= Arthur Feuerstein =

American chess player (1935–2022)

Arthur William Feuerstein (December 20, 1935 – February 2, 2022) was an American chess master, and winner of the first U.S. Armed Forces Chess Championship in 1960. He represented the United States twice in FIDE Student Olympiads.

==Early life and education==
In 1950, Feuerstein, then age 14, represented the US in the first World Junior Invitational tournament, held in Birmingham, England. This evolved into the first official World Junior Championship, held the next year, and ever since. At the time, Feuerstein was a student at William Howard Taft High School (New York City) in the Bronx, and had just begun playing chess a couple of years earlier.
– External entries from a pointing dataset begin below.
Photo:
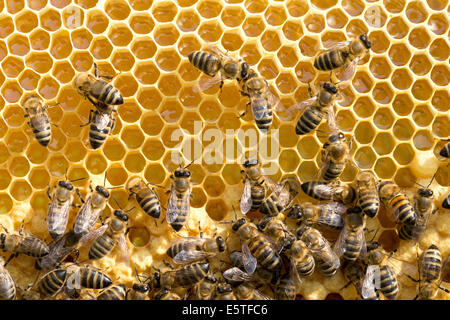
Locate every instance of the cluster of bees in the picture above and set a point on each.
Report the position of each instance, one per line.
(272, 255)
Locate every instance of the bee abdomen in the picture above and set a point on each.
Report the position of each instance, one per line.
(308, 121)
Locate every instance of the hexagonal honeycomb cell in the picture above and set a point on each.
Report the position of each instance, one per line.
(395, 108)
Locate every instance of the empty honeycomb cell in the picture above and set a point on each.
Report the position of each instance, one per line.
(50, 20)
(384, 168)
(20, 190)
(114, 150)
(39, 178)
(380, 68)
(397, 28)
(383, 93)
(401, 79)
(19, 166)
(345, 120)
(403, 129)
(438, 23)
(18, 45)
(440, 100)
(95, 163)
(422, 89)
(97, 21)
(74, 151)
(309, 46)
(6, 26)
(155, 173)
(117, 9)
(423, 140)
(402, 104)
(441, 127)
(11, 91)
(101, 48)
(12, 66)
(404, 154)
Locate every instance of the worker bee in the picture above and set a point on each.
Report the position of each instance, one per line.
(90, 210)
(190, 249)
(146, 197)
(116, 292)
(7, 284)
(368, 199)
(179, 204)
(316, 108)
(351, 242)
(100, 93)
(262, 100)
(218, 65)
(344, 55)
(257, 249)
(323, 190)
(22, 243)
(326, 215)
(325, 258)
(186, 276)
(398, 205)
(39, 120)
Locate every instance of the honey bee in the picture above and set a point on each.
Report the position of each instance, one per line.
(326, 215)
(218, 65)
(316, 108)
(325, 258)
(39, 120)
(100, 93)
(344, 55)
(257, 249)
(101, 124)
(146, 197)
(397, 204)
(7, 284)
(190, 249)
(262, 100)
(322, 190)
(368, 199)
(90, 210)
(179, 204)
(351, 242)
(116, 292)
(22, 243)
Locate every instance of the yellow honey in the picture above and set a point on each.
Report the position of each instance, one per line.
(396, 108)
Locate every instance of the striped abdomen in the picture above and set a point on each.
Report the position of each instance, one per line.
(431, 263)
(329, 60)
(191, 274)
(149, 202)
(93, 279)
(117, 292)
(205, 61)
(52, 282)
(388, 283)
(308, 121)
(403, 209)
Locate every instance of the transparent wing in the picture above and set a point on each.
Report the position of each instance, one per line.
(248, 260)
(368, 285)
(184, 257)
(246, 198)
(236, 274)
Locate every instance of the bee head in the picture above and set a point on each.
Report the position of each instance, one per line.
(365, 41)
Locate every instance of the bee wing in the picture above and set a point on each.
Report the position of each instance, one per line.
(204, 84)
(184, 257)
(246, 198)
(368, 285)
(248, 260)
(236, 274)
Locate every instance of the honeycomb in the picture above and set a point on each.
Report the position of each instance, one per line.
(396, 108)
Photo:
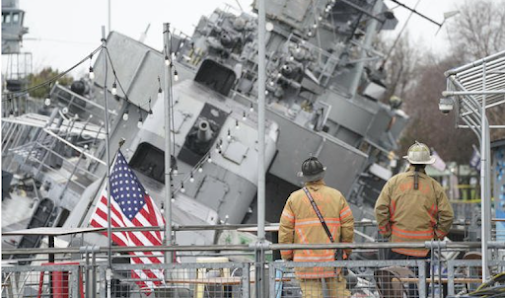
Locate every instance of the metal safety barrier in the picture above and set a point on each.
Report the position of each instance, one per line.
(201, 274)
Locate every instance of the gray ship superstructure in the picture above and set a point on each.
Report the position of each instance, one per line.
(323, 99)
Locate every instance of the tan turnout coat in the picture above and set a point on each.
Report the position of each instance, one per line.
(409, 215)
(299, 224)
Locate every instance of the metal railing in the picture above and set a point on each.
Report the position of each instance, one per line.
(439, 275)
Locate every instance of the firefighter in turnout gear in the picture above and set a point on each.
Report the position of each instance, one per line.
(413, 207)
(300, 224)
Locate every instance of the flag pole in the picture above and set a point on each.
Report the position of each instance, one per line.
(168, 154)
(107, 146)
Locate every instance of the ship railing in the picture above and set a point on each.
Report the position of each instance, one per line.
(196, 274)
(78, 104)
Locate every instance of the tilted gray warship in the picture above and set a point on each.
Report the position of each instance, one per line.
(324, 98)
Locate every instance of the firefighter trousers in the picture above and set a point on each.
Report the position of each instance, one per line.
(334, 287)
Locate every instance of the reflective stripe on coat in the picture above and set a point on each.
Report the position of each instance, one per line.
(299, 224)
(409, 215)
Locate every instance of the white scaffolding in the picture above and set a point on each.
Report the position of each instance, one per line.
(474, 88)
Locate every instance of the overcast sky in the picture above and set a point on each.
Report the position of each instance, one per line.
(62, 32)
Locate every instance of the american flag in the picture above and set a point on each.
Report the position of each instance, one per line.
(131, 206)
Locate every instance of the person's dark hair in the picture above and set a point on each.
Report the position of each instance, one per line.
(417, 169)
(312, 170)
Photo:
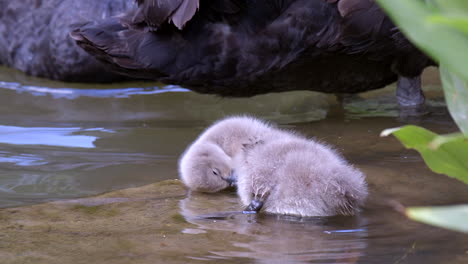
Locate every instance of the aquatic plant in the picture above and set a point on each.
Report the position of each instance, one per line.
(440, 28)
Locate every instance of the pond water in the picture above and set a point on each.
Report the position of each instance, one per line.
(60, 141)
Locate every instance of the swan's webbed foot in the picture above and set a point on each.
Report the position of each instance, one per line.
(254, 206)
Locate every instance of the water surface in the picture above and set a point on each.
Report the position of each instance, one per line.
(60, 141)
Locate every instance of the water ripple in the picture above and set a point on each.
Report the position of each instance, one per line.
(73, 93)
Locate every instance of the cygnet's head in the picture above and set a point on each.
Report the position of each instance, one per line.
(206, 167)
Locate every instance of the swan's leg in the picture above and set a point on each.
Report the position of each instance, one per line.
(410, 96)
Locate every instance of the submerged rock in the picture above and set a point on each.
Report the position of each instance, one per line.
(34, 37)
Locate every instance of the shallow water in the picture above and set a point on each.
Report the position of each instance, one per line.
(60, 141)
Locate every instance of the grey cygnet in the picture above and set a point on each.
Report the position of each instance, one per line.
(207, 164)
(298, 176)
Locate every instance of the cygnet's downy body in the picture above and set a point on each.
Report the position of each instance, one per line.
(207, 165)
(297, 176)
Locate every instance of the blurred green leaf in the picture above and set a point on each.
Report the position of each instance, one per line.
(450, 158)
(456, 96)
(451, 217)
(443, 42)
(458, 22)
(450, 6)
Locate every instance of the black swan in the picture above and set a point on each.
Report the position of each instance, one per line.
(249, 47)
(34, 37)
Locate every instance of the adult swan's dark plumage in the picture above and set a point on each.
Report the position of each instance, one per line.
(248, 47)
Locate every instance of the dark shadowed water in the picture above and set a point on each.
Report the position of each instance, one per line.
(61, 141)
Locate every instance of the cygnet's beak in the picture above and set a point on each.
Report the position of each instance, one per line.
(232, 179)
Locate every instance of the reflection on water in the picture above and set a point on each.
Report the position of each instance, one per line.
(277, 239)
(60, 143)
(49, 136)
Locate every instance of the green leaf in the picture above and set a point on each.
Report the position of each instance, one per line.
(458, 22)
(450, 158)
(444, 43)
(453, 217)
(450, 6)
(456, 96)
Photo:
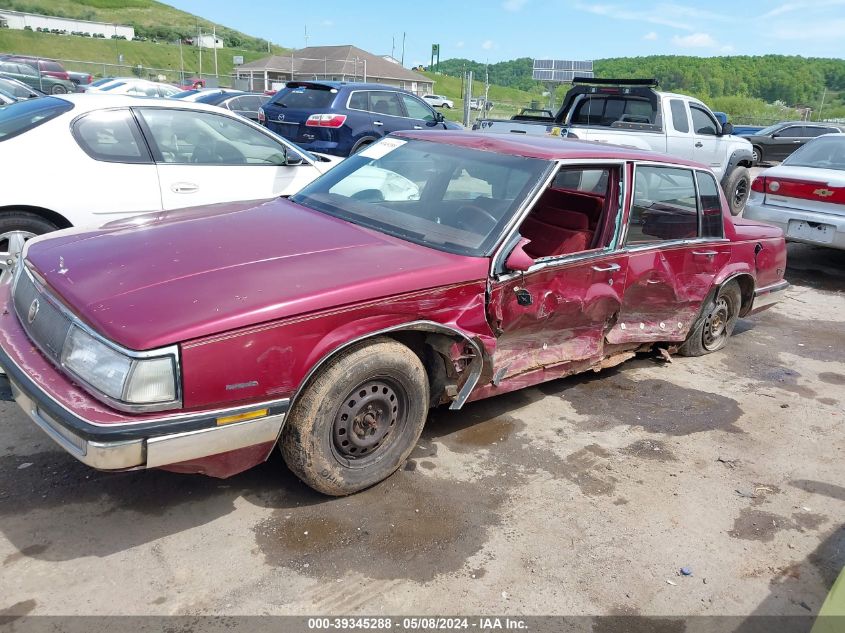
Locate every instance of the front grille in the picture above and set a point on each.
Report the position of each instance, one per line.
(50, 326)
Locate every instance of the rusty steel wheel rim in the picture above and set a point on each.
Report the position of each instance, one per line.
(368, 419)
(716, 324)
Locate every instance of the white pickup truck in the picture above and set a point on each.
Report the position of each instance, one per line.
(632, 113)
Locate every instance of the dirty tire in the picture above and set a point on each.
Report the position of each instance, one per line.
(716, 324)
(380, 374)
(737, 188)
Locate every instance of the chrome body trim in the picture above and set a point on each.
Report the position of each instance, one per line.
(181, 447)
(767, 296)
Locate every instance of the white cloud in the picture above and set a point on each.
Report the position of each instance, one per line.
(695, 40)
(831, 29)
(665, 14)
(791, 7)
(514, 5)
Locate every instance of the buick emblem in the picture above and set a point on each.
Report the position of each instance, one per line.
(33, 311)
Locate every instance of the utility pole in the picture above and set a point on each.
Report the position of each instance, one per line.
(821, 106)
(403, 49)
(214, 43)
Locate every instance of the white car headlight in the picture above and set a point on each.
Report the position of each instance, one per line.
(134, 381)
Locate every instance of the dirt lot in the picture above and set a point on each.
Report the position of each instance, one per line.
(584, 496)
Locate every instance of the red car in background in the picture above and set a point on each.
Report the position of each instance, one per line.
(428, 269)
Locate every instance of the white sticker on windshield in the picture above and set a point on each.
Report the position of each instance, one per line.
(382, 148)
He represented his school in city scholastic play, both team and individual, and graduated in 1953. He began his college studies at Baruch College later that same year.

In 1956, Feuerstein tied for second at the USA Junior Championship in Philadelphia, won by Bobby Fischer; their individual game was drawn. At age 21, Feuerstein won the U.S. Junior Blitz Championship, leaving Fischer in a close second place. The game between them ended in a draw. Feuerstein had a record of (+1−1=3) against Fischer, Feuerstein getting a win against Fischer in the 1956 Greater New York City Open. That same year, Feuerstein, representing Baruch, was the top scorer on board one at the Pan American Intercollegiate Team Chess Championship, in Philadelphia.

==Good finishes in important events==
Feuerstein scored 6.5/11, for a tied 3-4th place, in the 3rd Rosenwald Trophy tournament of 1956, in New York, which was the 'de facto' U.S.A. Championship; the event was won by GM Samuel Reshevsky. Then, in 1957-58, Feuerstein scored 6.5/13, for a shared 6-8th place, in the U.S.A. Championship, in New York, won by Fischer.

==Represents USA in team play, Armed Forces champion==
In 1957, Feuerstein was selected, along with IM William Lombardy, Edmar Mednis, Anthony Saidy, and reserve Robert Sobel, to play in the Fourth World Student Team Chess Championship in Reykjavík, where the United States team took fifth place. Feuerstein, on third board, scored (+5, =1, -5). The following year, the same team was chosen to represent the U.S. again, in Varna, where they finished sixth. Feuerstein, on fourth board this time, scored (+5, =2, -2). He met his future wife Alice at this event.

Feuerstein joined the United States Army in 1958, following college graduation from the City University of New York's Baruch College, in business.

In 1960, the first United States Armed Forces Chess Championship was held at the American Legion Hall of Flags in Washington, D.C. There were 12 invited participants. Air Force Captain John Hudson and Army SP4 Feuerstein tied for first place. Hudson was a bombardier-navigator on B-52 bombers, and a former US Amateur champion. Feuerstein was stationed in Paris at this time.

Although Feuerstein was never awarded an international chess title, he did make two tournament scores at the New York title events, in 1956 and 1957–58, at or very near that level. His 1958 Varna result is also near that level. International chess ratings did not exist yet at the time he was making his best results, but the website chessmetrics.com, which rates historical events and players on a retrospective basis using formulae similar to those used for current calculations, assigns Feuerstein a rating of 2559 for June 1957, good for #86 in the world, and well within current IM standard. When FIDE ratings were introduced in 1970, Feuerstein had earned a rating in the 2350 range.

==Car accident, recovery, and later life==
In 1973, Feuerstein was involved in a car accident that left him in a semi-coma for six weeks, unable to speak. When he awoke, he remembered how to play chess well, including his openings. He spent the next several years in intensive physical and speech therapy, but never fully recovered. He continued to play chess after the accident, and in fact was rated as one of the top 10 players in his age group in the world when he was 65 years old.

Feuerstein died in Mahwah, New Jersey on February 2, 2022, at the age of 86. He suffered from pancreatic and liver cancer prior to his death.